Hegseth the Abrasive Fox News Personality, in his 2024 book “The War on Warriors,” assailed Brown for his support of racial diversity in the military and even seemed to suggest Brown (who is Black) owed his rise to racial preferences.
- “Was it because of his skin color? Or his skill? We’ll never know, but always doubt – which on its face seems unfair to CQ,” Hegseth wrote. “But since he has made the race card one of his biggest calling cards, it really doesn’t much matter.”
DECISION POINTS: What to Look for as Hegseth Demands Cuts
Hegseth also fired the top lawyers for the Army, Navy and Air Force – judge advocates general – which alarmed experts on the military.
Trump on Caine
Trump’s sporadic past remarks about the new chairman of the joint chiefs, retired Air Force Lt. Gen. Dan Caine, hint at another potential reason for his elevation: a belief by the president that he’s found someone so loyal he may even disregard military rules in support of the reality show star turned commander in chief.
On at least two occasions, Trump has told a story about meeting Caine in Iraq. (Reporters have learned to be especially skeptical of what some call “‘sir’ stories.” But what’s important here is what the president believes, or wants others to believe, about the general and their relationship.)
According to the story, Caine in 2018 told Trump the Islamic State group could be defeated in a matter of weeks with the right permission from Washington. Trump said the general also was among a coterie of military officials who greeted the president on a visit that resembled a pep rally, with one of those officials pledging he’d “kill” for Trump and donning a Make America Great Again hat.
In Trump’s telling last year during remarks at the 2024 Conservative Political Action Conference, “hundreds of troops” also put on MAGA hats. (Caine reportedly has said he’s never done so and been endorsed as apolitical by a military colleague.)
- “I walked down, and this is where I met Gen. (‘Razin’) Caine. ‘And what’s your name, general?
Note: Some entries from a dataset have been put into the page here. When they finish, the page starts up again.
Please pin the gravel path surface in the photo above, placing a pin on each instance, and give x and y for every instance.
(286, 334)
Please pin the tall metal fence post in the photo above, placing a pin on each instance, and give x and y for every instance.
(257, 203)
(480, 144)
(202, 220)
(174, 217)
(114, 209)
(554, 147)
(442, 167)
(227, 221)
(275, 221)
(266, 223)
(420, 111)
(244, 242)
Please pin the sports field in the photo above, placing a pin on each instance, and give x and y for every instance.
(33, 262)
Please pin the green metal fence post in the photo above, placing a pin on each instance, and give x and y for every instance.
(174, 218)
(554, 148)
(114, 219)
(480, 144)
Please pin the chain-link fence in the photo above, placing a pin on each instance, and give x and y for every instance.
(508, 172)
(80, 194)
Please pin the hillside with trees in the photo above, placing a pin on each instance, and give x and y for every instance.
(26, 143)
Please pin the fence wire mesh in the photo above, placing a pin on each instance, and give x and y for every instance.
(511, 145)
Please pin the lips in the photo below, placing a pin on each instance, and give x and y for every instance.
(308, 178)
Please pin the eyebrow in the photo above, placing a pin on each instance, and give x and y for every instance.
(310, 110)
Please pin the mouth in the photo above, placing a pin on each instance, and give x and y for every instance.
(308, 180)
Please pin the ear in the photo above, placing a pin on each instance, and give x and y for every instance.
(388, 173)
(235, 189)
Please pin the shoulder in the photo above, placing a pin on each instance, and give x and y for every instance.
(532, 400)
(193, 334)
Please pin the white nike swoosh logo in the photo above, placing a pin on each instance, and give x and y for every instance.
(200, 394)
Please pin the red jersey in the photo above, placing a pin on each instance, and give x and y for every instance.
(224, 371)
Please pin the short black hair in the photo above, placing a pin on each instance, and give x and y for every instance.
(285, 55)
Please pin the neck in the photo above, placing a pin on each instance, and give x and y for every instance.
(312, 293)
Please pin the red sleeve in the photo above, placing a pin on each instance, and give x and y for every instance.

What’s your name?’ And he gave me his name. ‘What’s your name, sergeant?’ ‘Yes, sir. I love you, sir. I think you’re great, sir. I’ll kill for you, sir.’ Then he puts on a Make America Great Again hat. You’re not allowed to do that, but they did it.”
The military bans active-duty members from participating in partisan political activity, and troops holding MAGA hats did cause a stir when Trump visited Iraq in December 2018. But Trump, to put it mildly, is an unreliable narrator.
What This Tells Us
The firings fit a pattern of Trump disrupting Washington by overturning norms and traditions, trying to take control of traditionally independent agencies, and appointing loyalists to key posts – and not just in the way that every president wants to install people he can trust.
Past presidents have fired generals in splashy ways. Barack Obama, known to clash on Afghanistan policy with Gen. Stanley McChrystal, pushed him out after Rolling Stone published a piece in which McChrystal aides disparaged top civilians in the Obama administration, up to and including Vice President Joe Biden and Obama himself.
U.S. law specifies that the president can nominate someone to be chairman of the joint chiefs “only if” they have served as vice chairman, led one of the services (think chief of naval operations or chief of space operations), or helmed a major combatant command. None of those apply to Caine. The president can waive those requirements if “necessary in the national interest.”
- “This is a reflection of the president wanting the right people around him to execute the national security approach we want to take,” Hegseth said on “Fox News Sunday” about Brown’s removal.